Despite being surrounded by adults, Ploof’s creativity was encouraged and nourished.

“My parents really went out of their way to read to me all the time and make sure that I liked stories and liked story-telling and wanted to read,” Ploof said. “And it wasn’t just kids’ books. By the end of my childhood we would read chapter books. It was really fun. It was like everywhere we would go there was a story about something.”

Ploof said her mother still has a knack for finding and creating stories in everyday scenarios. Ploof’s mother can often be found doing arts and crafts projects or gardening as well. Ploof’s father is an everyday, hobby handyman.

“He’s always got that honey-do list where he’s doing something,” Ploof said.

“Retrospectively, the stuff that I make has ended up being a very good marriage of the things that I observed (my parents) doing,” Ploof said about her interest in woodworking, power tools, organic forms and storybook-esque creatures.

Fruity friends

“I think that art is just me processing different things about being alive, or things that I have to tolerate about being alive,” Ploof said, referring to both having a body and having a job as aspects of being alive.

Ploof has worked at a local Minot grocery store on and off for around 10 years and her “Fruity Friends” series was inspired by her real life day job at the grocery store as well as a trip to the famed “Omega Mart” installation by Meow Wolf in Las Vegas.

“The grocery store nerd in me wanted to go. I wore my grocery store uniform and my nametag and went to Omega Mart,” Ploof said. In preparation for her trip, Ploof made a strawberry creature in honor of Omega Mart’s surreal produce department.

Ploof started making additional pieces for her “Fruity Friends” series for a local small works show.

“I got really sad so I went to therapy and then my therapist said, ‘Hey, go make a thing,’ and I said, ‘OK. I’ll make a banana,’ and I made a banana,” Ploof said.

In addition to the strawberry and banana creatures, Ploof’s “Fruity Friends” series also includes a sea turtle made from orange slices, a wrinkle-faced peach, cheek-kissing cherries, a duck-like eggplant and will soon include a tomato.

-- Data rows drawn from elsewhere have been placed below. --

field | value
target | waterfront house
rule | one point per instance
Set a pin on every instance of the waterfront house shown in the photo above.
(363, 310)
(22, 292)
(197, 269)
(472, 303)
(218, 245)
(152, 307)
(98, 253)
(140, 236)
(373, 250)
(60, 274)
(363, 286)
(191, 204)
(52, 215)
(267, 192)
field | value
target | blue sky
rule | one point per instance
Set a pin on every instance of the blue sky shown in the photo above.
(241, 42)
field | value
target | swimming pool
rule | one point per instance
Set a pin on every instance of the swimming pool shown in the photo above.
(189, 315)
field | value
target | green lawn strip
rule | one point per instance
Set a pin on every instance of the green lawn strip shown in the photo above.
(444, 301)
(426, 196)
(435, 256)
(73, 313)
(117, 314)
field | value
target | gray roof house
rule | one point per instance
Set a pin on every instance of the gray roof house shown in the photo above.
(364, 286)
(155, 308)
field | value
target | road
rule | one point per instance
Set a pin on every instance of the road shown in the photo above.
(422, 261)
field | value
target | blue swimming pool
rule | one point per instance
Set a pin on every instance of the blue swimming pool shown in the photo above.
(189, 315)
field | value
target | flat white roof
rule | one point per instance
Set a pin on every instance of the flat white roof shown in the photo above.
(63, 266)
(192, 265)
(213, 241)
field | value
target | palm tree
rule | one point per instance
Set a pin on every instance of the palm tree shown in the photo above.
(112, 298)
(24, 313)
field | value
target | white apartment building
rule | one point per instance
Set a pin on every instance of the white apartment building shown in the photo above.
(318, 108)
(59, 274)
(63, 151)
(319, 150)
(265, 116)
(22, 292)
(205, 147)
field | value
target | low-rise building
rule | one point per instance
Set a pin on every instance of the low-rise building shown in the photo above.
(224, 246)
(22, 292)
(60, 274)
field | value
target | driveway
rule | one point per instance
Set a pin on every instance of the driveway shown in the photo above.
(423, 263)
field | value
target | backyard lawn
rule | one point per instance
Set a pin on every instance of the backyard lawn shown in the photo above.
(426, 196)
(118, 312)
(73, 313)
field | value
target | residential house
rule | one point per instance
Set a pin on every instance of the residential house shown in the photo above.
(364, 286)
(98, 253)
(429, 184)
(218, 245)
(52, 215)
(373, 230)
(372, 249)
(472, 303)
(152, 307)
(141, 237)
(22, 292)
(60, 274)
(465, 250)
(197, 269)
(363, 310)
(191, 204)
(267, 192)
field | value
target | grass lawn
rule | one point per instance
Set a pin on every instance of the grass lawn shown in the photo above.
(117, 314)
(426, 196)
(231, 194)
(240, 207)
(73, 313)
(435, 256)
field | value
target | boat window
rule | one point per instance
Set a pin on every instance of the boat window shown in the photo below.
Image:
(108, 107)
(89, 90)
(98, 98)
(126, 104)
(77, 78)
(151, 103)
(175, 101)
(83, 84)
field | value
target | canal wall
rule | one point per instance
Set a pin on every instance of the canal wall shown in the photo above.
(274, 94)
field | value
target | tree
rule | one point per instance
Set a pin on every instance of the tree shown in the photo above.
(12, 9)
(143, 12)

“We all end up memorizing all of the codes for ringing up produce, and so it’s become useless knowledge that I have because I don’t do (cashiering) anymore,” Ploof said. “4668 is green onions! Like, why do I know that?”

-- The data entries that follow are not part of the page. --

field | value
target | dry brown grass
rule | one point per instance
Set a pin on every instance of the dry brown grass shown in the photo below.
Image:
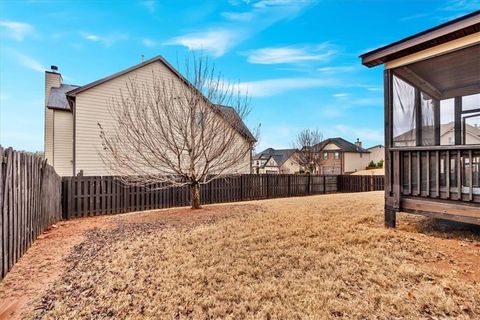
(315, 257)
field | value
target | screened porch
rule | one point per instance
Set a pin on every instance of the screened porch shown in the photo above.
(434, 137)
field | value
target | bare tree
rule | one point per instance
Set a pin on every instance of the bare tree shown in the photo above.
(307, 155)
(178, 131)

Ploof has repurposed some of this cashiering knowledge by incorporating unique PLU stickers, or “product look up” stickers, into her fruity friend designs. These are the little barcode stickers found on apples, bananas and other produce.

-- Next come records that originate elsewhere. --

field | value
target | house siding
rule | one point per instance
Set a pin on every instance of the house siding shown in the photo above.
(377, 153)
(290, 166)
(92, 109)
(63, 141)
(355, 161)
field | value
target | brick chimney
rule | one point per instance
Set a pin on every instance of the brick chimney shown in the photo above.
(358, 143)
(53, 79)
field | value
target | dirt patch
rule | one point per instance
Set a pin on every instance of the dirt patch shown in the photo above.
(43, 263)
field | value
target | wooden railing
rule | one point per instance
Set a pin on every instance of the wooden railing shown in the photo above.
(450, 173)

“The thing that delights me about (the fruity creatures) is the package design aspect of them,” Ploof said. She believes this fascination with package design is another thing picked up from the grocery store.

Ploof is one of the cake artists at the bakery in the grocery store. She’s occasionally allowed to freely express herself with frosting and fondant but must typically work within the constraints and visions of the customers.

Ploof hopes to incorporate her knowledge of cake making and decorating into her future works.

“I have plans to do cake creatures as well, or dessert creatures rather,” Ploof said. “These are the things that I hold onto that interest me about this day job.”